Pour les gouvernements chargés de mettre en œuvre ces amendements, un défi majeur consiste pourtant à savoir si un stock de déchets est « presque exclusivement » constituée d’un seul polymère ou « presque exempt de contamination ». Les autorités douanières des pays importateurs constatent d’ailleurs de plus en plus de cas de mauvaise caractérisation – parfois intentionnelle dans le but de contourner les exigences de la Convention. Interpol s’inquiète également de la croissance du commerce illégal et, selon un rapport récent de l’Organisation mondiale des douanes, 88 % des saisies de déchets plastiques signalées étaient destinées à l’Asie-Pacifique.

La nécessité d’une approche couvrant tout le cycle de vie

Au-delà du commerce des déchets plastiques à proprement dit, ce sont les importations de produits et d’emballages plastiques qu’il convient d’aborder.

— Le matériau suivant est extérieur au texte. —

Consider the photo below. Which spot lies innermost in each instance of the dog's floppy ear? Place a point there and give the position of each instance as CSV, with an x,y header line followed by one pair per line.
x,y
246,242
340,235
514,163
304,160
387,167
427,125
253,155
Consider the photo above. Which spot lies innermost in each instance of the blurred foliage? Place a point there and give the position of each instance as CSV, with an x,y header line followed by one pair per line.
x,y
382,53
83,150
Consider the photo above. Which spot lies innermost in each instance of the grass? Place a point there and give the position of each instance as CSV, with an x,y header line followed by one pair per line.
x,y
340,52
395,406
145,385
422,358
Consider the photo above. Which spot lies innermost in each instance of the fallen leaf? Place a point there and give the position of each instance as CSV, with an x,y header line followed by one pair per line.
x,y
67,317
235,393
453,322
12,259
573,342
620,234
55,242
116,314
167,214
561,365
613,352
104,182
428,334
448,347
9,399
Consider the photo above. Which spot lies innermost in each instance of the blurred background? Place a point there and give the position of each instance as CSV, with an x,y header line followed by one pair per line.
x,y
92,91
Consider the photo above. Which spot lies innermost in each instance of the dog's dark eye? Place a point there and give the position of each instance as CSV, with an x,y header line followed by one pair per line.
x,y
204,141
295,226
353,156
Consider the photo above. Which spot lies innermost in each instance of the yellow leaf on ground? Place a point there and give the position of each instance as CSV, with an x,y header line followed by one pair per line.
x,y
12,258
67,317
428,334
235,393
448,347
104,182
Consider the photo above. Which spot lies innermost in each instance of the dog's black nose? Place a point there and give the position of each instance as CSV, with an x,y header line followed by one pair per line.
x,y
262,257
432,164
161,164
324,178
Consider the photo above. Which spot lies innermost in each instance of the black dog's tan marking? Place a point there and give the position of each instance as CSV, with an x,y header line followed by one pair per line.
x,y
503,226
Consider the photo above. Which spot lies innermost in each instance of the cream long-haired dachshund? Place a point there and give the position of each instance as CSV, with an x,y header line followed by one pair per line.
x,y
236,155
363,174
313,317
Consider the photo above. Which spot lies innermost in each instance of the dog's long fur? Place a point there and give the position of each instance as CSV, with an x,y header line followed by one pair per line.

En 2019, la valeur des échanges mondiaux de plastiques dépassait 1000 milliards de dollars américains, soit environ 5 % du commerce total de marchandises. Un chiffre qui sous-estime largement la réalité, car les statistiques officielles ne tiennent compte ni des millions de tonnes de plastiques importées sous forme d’emballages de boissons, d’aliments ou de produits d’hygiène, ni des plastiques présents dans d’autres produits tels que les appareils électroniques ou les voitures.

La décision prise en février 2022 de lancer des négociations sur un nouveau traité international pour mettre fin à la pollution plastique reconnait cette réalité et souligne la nécessité d’une approche globale tout au long du cycle de vie des plastiques. Si l’on veut réduire le problème de la pollution pastique, il s’agit d’envisager un véritable changement de paradigme. Cela implique notamment de (i) réduire la production et la consommation de plastiques inutiles ou nocifs, (ii) améliorer le design des produits, (iii) accroître l’utilisation de substituts écologiques, (iv) améliorer la collecte des déchets et (v) investir dans l’amélioration de la capacité de gestion et de recyclage[4].

  1. Tsakona et Rucevska (2020). []
  2. Voir Environmental Investigation Agency (2021). []
  3. Voir Banque mondiale (2021) []
  4. The Pew Charitable Trust et SYSTEMIQ (2020) []

Bibliographie

Bibliographie

Proposition de citation: Mahesh Sugathan ; Carolyn Deere Birkbeck ; Christophe Bellmann (2022). Déchets plastiques : réglementer le commerce international. La Vie économique, 12 décembre.

Quid de la coopération internationale sur le commerce des plastiques ?

Au-delà de la Convention de Bâle, la coopération internationale en matière de politiques commerciales doit permettre d’accroitre la coordination entre les pays dans des domaines tels que l’interdiction d’importer des plastiques à usage unique, la mise en place de régimes de responsabilité élargie des producteurs, le renforcement des exigences en matière d’étiquetage ou la promotion du commerce de substituts écologiques. Il s’agit également d’améliorer la transparence sur la composition des plastiques mis sur le marché afin que les autorités puissent facilement identifier les caractéristiques de ces produits et en réglementer le commerce. Des discussions informelles sur toutes ces questions ont déjà commencé à l’Organisation mondiale du commerce (OMC) par le biais du « Dialogue informel sur la pollution plastique ». Lancé en novembre 2020, cette initiative compte 75 membres, dont la Suisse et une majorité de pays en développement.

L’Aide pour le commerce, un programme piloté par l’OMC, joue également un rôle important afin d’aider les pays pauvres à développer des infrastructures de gestion des déchets plastiques. Elle a aussi pour objectif de doter les agents des douanes des outils dont ils ont besoin pour suivre et freiner les flux illégaux de déchets, en coordination avec les agences internationales compétentes. Les pays en développement attendent aussi de cette initiative une assistance technique pour la mise en œuvre des amendements de la Convention de Bâle et d’autres mesures liées au commerce.